The recent storm in a china teacup over the constituents of a National Trust scone has once more brought into sharp focus the contentious question of food substitutes, none more so than the use of margarine instead of butter. Margarine might now be firmly established in the British diet with some 9.4 million Britons classified as heavy users of the spread in 2020, but it has been the source of controversy for over a century and a half.

It all began when the French Emperor, Louis Napoleon III organized a competition to find a cheaper alternative to butter. Attracted by the substantial financial award on offer, the chemist, Hippolyte Mège-Mouriès, was the first to come up with a solution, producing in 1869 a spread made from beef tallow. To make it more palatable, he flavoured it with a small amount of milk.

He called his spread oleomargarine, a word created from the Latin for beef fat, oleum, and the Greek for a pearl, margaron, probably a reference to the pearlescent lustre of the spread. The latter may also have been a nod to the direction of an earlier French chemist, Michel-Eugène Chevreul, who, in 1813, had isolated a substance from animal fat that formed pearly drops which he called margaric acid. Although the German chemist, Wilhelm Heintz, had proven in 1853 that there was no such acid, Mège-Mouriès may have simply assumed that, as his spread used animal fats, it was full of Chevreul’s phantom acid.

Armed with a patent, Mège-Mouriès began to produce his new spread in earnest, but it proved to be a commercial failure. He sold his patent in 1871 to a Dutch company, Jurgens, later becoming part of the Unilever group, one of the world’s largest producers of margarine, another example of an inventor who failed to profit from his ingenuity and died in relative poverty.

News of Mège-Mouriès’ discovery soon spread across Europe, Benedict Klein establishing the first German margarine factory in Cologne in 1871. The Sunday Post, in its edition of January 6, 1935, reported on the jubilee celebrations at Craigmillar Creamery, then Scotland’s largest margarine factory. In his speech the managing director, a Mr Mackenzie, revealed that the first commercial shipment of margarine arrived in Britain in 1874. “It was not long after this”, the paper noted, “that the first manufacture of margarine started at Craigmillar”.

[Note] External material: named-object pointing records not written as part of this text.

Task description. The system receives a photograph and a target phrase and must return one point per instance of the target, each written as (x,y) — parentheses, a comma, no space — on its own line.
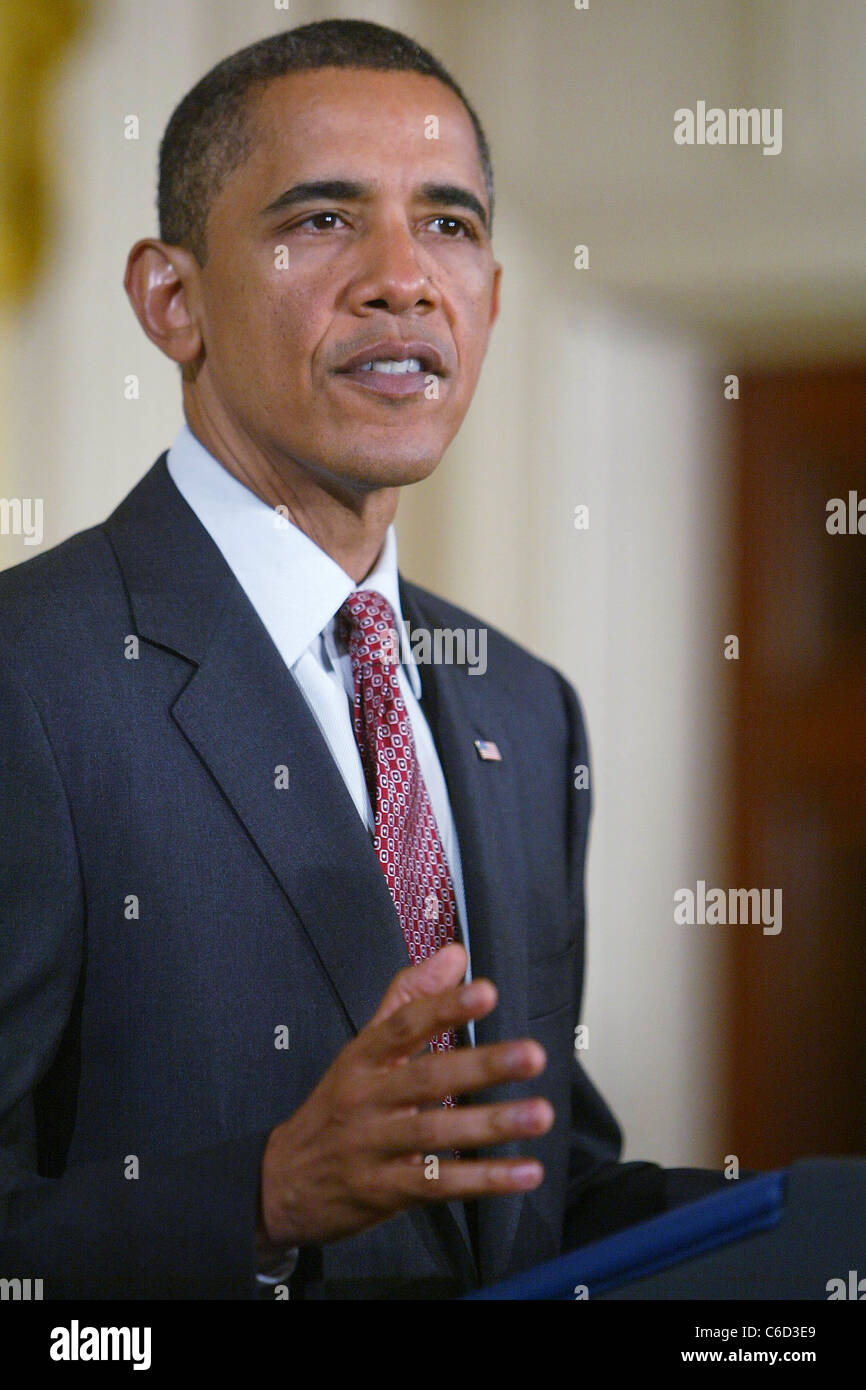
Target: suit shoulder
(527,674)
(59,597)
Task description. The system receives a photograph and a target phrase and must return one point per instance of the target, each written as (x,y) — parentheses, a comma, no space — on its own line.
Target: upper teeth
(389,364)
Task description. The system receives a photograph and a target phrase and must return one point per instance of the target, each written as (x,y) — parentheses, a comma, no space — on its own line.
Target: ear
(161,287)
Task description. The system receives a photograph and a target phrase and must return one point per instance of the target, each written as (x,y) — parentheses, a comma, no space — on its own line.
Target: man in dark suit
(292,926)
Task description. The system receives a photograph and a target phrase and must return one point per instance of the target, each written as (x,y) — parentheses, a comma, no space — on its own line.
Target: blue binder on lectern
(751,1205)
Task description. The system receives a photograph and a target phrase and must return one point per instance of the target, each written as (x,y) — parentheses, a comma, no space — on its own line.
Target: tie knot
(369,627)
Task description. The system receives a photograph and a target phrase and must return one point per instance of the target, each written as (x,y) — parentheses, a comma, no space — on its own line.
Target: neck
(346,523)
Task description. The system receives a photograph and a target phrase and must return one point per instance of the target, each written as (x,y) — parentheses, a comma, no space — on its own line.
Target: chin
(380,467)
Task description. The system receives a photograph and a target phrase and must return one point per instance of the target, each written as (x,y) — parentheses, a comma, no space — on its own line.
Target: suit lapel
(485,804)
(246,717)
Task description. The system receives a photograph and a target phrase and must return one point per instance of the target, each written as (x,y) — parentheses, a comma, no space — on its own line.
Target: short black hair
(209,135)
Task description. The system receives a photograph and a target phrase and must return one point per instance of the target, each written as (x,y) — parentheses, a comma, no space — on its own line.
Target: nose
(391,274)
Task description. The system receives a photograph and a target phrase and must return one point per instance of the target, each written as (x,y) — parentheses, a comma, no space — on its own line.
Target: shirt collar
(295,587)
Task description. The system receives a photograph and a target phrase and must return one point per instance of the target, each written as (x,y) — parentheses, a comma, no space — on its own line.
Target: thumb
(442,970)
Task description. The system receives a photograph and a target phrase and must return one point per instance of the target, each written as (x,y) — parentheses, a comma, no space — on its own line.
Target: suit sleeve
(184,1228)
(605,1194)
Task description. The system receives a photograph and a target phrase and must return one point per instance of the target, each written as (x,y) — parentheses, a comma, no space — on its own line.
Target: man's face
(391,264)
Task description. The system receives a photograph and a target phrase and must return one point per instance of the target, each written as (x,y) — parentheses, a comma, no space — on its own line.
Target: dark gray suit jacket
(164,908)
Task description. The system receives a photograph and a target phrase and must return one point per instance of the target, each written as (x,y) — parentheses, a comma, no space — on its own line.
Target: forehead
(332,121)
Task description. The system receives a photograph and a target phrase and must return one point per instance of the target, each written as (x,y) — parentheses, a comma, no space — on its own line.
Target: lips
(392,369)
(391,349)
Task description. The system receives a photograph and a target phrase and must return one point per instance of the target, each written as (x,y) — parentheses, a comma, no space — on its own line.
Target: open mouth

The United States was also an early and enthusiastic adopter of oleomargarine with at least thirty-seven companies manufacturing it by the late-19th century. Mark Twain gives us a flavour of the margarine boom in Life on the Mississippi (1883), when he allegedly overheard a businessman’s remarks. “ Why, we are turning out oleomargarine now by the thousands of tons”, he wrote, “And we can sell it so dirt cheap that the country has got to take it – can’t get around it, you see”.

Although animal fats were the principal ingredients of oleomargarine, two significant breakthroughs were made. First, New Yorker, Henry Bradley, developed and patented a process in 1871 which enabled vegetable oils, principally cottonseed oil, to be combined with animal fats. Then, in 1905, James Boyce and Paul Sabatier invented the hydrogenation process, allowing normally liquid vegetable oils to be hardened, making it easier to turn them into a butter substitute without the need for animal fats.

In the early decades of the 20th century, margarine was usually made from a combination of animal fats and vegetable oils. However, with shortages in the supply of animal fats becoming increasingly more frequent, their rationing, along with butter, during the Second World War, and improved manufacturing techniques using vegetable oils, by 1945, original animal fat-based margarine had all but disappeared along with the now redundant prefix, oleo-.